‘Fredrika Langer’s locally grown asparagus’ was sold across half of Germany, in lovely bunches with black, red and yellow ribbons around their middles. Her price was 20 per cent lower than that of all her competition, each of whom was at the economic disadvantage of actually growing their German asparagus in Germany. Fredrika’s local product, incidentally, was not as locally grown as she would have liked: it would take time for the Kenyan plants to deliver. In the meantime the Indonesian ones would have to do – they were, after all, equally German.
Gustav Svensson was no longer a valid brand in Sweden, but that was fine with Julius Jonsson. Gustav was much needed at the Kenyan operations anyway. He was the one who knew how much distance there had to be between each furrow; he knew how deep they should be, and how wide at the bottom. He was the one who patiently spoke to every single plant, in Hindi. And he was the one who, just as patiently, experimented his way to the optimal blend of fertilizers: two parts elephant dung and one part buffalo for the white asparagus; two parts buffalo and one part wildebeest for the green.
Sabine spent her days at the office just beyond the lounge. It turned out she really was useless as an entrepreneur, but she was a superstar at calculating and administrating what other entrepreneurs accomplished. She reinvested 80 per cent of the overage in fresh soil. With the last 20 per cent she bought the camp from the man who had inherited it from his father and was never around anyway. He needed the money to continue living his deeply destructive life in Kinshasa, with wine, women and Congolese song.
Meitkini sent Fredrika Kenyan red roses every day for three months before her heart finally melted. Five months after that it turned out she was pregnant. If it was a boy, Meitkini wanted to name him Uvuvwevwevwe.
Fredrika said she would hope for a girl.
All this happened while Allan spent his days on the veranda with a view of the watering-hole. His new hobby was Twitter. Not only had he discovered what it was, he had also ventured onto it himself. He did not, however, understand that in doing so he was telling the whole world where he was.
He was glad to see how satisfied the kids were with life. But there was something gnawing at him. He had started to see a pattern in the flow of news on his black tablet.
On the whole, the world was a better place than it had been a hundred years earlier, even if progress didn’t seem to happen in a straight line. It went up and down in cycles.
As far as Allan could tell, it was currently on the way down. The risk was that it wouldn’t turn up again before a sufficient number of people, for a sufficient amount of time, did sufficiently awful things to each other. After that people would start thinking again.
It had always been this way. But was it so very certain that it would be this way again? Researchers had just announced that the average level of intelligence was in a downturn.

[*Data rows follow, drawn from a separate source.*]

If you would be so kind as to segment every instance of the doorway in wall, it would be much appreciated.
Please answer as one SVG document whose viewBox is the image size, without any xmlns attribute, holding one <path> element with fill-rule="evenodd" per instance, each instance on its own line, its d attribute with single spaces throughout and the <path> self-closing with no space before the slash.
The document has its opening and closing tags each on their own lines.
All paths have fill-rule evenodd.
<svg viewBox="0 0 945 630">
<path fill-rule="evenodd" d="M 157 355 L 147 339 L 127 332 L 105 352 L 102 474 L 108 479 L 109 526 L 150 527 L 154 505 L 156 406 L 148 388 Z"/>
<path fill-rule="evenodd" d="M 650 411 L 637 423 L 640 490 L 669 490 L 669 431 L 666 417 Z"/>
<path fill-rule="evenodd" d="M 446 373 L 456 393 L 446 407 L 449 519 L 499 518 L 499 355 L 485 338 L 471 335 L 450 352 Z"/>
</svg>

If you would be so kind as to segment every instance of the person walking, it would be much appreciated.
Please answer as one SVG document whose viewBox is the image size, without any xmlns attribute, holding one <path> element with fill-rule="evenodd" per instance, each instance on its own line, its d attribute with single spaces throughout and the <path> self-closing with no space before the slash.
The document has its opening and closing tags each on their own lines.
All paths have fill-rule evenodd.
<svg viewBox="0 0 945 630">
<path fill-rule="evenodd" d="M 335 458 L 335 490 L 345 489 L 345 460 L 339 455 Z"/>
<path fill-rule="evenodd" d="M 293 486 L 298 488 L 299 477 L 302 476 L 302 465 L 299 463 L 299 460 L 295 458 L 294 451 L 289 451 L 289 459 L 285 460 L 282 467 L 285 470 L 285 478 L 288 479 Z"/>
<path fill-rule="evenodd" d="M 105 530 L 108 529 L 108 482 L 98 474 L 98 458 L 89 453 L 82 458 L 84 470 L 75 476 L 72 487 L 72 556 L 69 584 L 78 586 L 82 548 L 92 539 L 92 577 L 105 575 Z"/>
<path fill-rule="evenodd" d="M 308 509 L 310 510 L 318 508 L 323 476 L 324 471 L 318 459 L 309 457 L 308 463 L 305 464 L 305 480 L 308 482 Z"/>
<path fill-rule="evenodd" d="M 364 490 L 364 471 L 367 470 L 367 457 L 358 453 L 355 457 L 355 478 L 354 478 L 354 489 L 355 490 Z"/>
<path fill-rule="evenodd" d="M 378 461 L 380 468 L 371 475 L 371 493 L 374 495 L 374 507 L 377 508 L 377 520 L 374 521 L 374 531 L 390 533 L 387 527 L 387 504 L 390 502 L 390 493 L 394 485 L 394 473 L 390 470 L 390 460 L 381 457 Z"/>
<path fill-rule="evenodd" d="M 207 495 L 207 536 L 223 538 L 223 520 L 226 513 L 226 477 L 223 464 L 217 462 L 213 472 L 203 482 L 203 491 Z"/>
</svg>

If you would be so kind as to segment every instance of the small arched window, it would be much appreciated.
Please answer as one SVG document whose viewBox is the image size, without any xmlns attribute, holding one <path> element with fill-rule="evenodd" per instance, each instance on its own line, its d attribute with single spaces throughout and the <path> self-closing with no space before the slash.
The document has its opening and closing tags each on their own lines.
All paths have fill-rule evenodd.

Allan read that people who spent too much time with their black tablets lost the ability to have a conversation. The thing about the tablet was that it tended to talk at its owner more than with them. As a result, people were going all over the internet and letting others think for them to the extent that they were on their way to becoming stupid.
Allan was concerned when he realized that truth was losing ground along with intelligence. It used to be easy to know what was true and what wasn’t. Vodka was good. Two plus two was not five.
But since people weren’t talking to each other any more, it ended up that whoever said the same thing the most times won. Some had refined this talent to the point of repeating themselves several times in the course of a few seconds. In the course of a few seconds.
What concerned Allan most of all, however, was that he realized he was concerned. Everything was the way it was. Couldn’t it just turn out the way it turned out, without a whole lot of hassle along the way?
Sabine happened along and noticed that the old man had put down his black tablet. He was sitting with his arms crossed and gazing across the savannah with an empty expression. ‘What are you thinking about, Allan?’ she asked.